Additionally, Varvara Gryaznova, a chief specialist in the climate projects development department, emphasizes the need for consistent technological development to make CCUS commercially viable.

"This category of projects can become a popular method of carbon sequestration and attract carbon financing through the sale of carbon units only with the development of technologies and innovations in this field," notes Gryaznova.

Current Registration and Implementation Status

Climate projects related to CCS can currently be registered under existing methodologies in all major registries, including Verra, Global Carbon Council, and American Carbon Registry, but such projects are not yet present in these registries. For CCU, several methodologies are under review in the Verra registry. For instance, eight projects using CO₂ in concrete (VM0043) are being implemented at various stages as of December 2024. However, this is still relatively few, isn't it?

Why Has CCUS Not Gained Wide Adoption?

Despite its potential, implementing climate projects under CCUS faces several challenges:

1.  High Cost of Carbon Units:
   The cost of a single carbon unit under a CCUS project can reach $200, whereas the current market price ranges between $86 and $100. Most projects aimed at reducing the carbon footprint of production are funded by governments rather than through the sale of carbon units.

2. Technological Limitations:
   Current systems capture about 90% of CO₂ from flue gases. Increasing this to 98–99% requires significant energy input and additional investment in equipment. However, studies suggest that achieving 99% capture is possible with minimal additional costs.

3. Challenges with the Principle of Additionality:
   In CCU projects, revenue can be generated not only from the sale of carbon units but also from the sale of the resulting products, which sometimes raises questions about their status as climate projects.

What is Needed for CCUS Competitiveness?

To ensure the success of CCUS projects, developers must:

1. Reduce Costs: Seek ways to optimize processes and expenditures.
2. Improve Capture Efficiency: Increase the volume of captured CO₂ without significantly increasing marginal costs.
3. Maintain Additionality: Ensure that projects meet international standards for climate initiatives.
4. Achieve Long-Term Impact: Guarantee the carbon remains stored in manufactured products or geological formations.

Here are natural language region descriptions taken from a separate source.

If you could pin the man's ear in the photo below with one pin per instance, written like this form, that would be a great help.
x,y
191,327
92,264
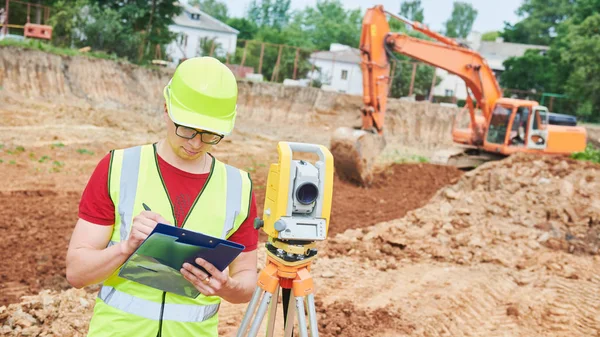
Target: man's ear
x,y
166,114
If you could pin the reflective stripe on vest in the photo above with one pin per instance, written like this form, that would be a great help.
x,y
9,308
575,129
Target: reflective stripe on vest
x,y
151,310
127,192
128,188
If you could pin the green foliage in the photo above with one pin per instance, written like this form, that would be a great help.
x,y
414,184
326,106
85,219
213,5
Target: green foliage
x,y
329,22
572,64
412,10
583,55
541,21
271,13
247,28
66,18
214,8
205,45
461,20
589,154
531,71
490,36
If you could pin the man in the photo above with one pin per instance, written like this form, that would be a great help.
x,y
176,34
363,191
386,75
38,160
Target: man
x,y
183,185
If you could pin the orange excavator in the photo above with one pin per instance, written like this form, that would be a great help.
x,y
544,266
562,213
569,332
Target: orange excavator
x,y
497,127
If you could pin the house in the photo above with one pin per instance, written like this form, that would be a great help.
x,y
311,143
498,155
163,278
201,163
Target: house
x,y
494,52
338,69
193,26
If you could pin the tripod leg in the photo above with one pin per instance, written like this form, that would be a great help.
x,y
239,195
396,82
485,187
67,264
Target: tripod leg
x,y
312,316
249,312
289,315
301,316
272,314
260,314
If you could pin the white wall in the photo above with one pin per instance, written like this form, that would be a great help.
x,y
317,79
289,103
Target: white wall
x,y
450,82
227,40
331,73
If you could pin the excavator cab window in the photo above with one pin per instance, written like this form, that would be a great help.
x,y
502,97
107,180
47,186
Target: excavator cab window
x,y
519,127
498,124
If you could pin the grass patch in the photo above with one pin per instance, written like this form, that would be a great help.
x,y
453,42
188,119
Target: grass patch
x,y
590,153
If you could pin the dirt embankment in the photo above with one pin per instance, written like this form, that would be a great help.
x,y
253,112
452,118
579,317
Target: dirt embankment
x,y
510,249
271,110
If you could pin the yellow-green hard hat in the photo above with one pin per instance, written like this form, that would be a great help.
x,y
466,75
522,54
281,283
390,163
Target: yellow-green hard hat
x,y
203,95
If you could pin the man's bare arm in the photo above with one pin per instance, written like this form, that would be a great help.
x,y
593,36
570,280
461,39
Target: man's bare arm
x,y
89,261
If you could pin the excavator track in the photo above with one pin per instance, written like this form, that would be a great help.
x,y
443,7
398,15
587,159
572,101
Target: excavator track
x,y
464,158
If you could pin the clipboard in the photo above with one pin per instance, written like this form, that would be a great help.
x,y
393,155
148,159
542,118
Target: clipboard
x,y
157,261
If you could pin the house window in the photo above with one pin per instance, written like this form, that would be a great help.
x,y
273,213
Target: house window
x,y
344,74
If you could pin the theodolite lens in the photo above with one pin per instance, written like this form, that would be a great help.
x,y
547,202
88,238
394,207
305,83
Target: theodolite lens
x,y
307,193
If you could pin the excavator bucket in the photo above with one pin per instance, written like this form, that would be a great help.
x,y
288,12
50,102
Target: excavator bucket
x,y
354,153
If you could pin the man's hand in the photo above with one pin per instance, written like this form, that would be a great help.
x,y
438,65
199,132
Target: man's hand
x,y
143,224
219,284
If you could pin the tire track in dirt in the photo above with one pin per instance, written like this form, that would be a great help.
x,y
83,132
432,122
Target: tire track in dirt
x,y
576,306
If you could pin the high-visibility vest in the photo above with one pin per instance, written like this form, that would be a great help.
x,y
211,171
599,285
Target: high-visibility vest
x,y
127,308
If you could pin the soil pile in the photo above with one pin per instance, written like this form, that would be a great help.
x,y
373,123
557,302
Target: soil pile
x,y
48,314
510,206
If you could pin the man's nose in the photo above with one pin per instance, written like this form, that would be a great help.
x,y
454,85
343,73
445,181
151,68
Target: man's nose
x,y
196,142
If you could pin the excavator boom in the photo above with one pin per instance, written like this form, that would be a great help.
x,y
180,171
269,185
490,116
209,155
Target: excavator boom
x,y
356,149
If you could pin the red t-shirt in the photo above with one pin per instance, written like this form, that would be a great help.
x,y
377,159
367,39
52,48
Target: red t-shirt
x,y
97,207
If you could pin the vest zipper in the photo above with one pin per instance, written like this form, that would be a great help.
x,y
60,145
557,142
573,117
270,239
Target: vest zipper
x,y
162,310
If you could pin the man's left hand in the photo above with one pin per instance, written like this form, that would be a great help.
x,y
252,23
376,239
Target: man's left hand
x,y
216,285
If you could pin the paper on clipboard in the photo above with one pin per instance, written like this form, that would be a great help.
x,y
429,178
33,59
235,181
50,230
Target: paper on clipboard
x,y
156,263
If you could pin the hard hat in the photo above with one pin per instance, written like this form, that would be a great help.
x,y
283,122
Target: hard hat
x,y
202,95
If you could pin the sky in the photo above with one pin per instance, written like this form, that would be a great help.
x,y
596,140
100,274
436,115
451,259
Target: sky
x,y
491,13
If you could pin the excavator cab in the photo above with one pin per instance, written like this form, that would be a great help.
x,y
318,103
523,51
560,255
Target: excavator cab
x,y
516,125
537,135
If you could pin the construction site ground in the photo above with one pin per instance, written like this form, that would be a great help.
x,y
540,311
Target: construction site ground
x,y
508,249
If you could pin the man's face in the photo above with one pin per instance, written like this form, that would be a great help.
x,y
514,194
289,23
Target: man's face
x,y
188,149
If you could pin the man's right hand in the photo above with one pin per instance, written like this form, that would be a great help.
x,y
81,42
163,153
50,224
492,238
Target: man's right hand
x,y
143,224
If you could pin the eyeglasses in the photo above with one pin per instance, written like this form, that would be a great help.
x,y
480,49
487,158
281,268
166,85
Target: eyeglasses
x,y
189,133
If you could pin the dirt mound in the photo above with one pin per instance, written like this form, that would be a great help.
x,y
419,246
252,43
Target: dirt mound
x,y
344,319
516,204
48,314
396,190
36,228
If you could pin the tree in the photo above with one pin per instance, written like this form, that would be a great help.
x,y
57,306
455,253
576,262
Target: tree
x,y
412,10
246,27
329,22
533,70
143,22
583,53
272,13
461,20
214,8
540,22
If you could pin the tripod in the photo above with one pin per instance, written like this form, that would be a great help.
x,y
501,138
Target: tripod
x,y
290,272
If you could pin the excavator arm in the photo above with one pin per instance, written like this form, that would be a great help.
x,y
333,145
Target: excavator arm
x,y
356,150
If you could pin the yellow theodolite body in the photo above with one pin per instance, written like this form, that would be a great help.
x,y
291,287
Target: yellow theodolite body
x,y
298,196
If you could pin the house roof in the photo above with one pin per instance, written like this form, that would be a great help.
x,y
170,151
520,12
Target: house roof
x,y
206,22
506,49
351,55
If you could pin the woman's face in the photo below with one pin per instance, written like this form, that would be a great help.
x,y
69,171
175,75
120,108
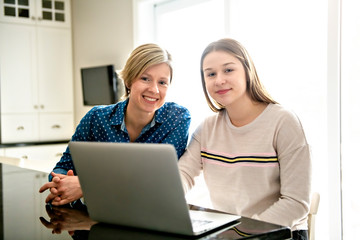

The Future of CCUS: Challenges and Opportunities

Despite existing barriers, CCUS remains a key tool in combating climate change. Technological advancements, government support, and increased investment can make these projects economically viable and globally competitive. Whether to capture or utilize carbon is not always an obvious choice, but step by step, CCUS brings us closer to a sustainable future.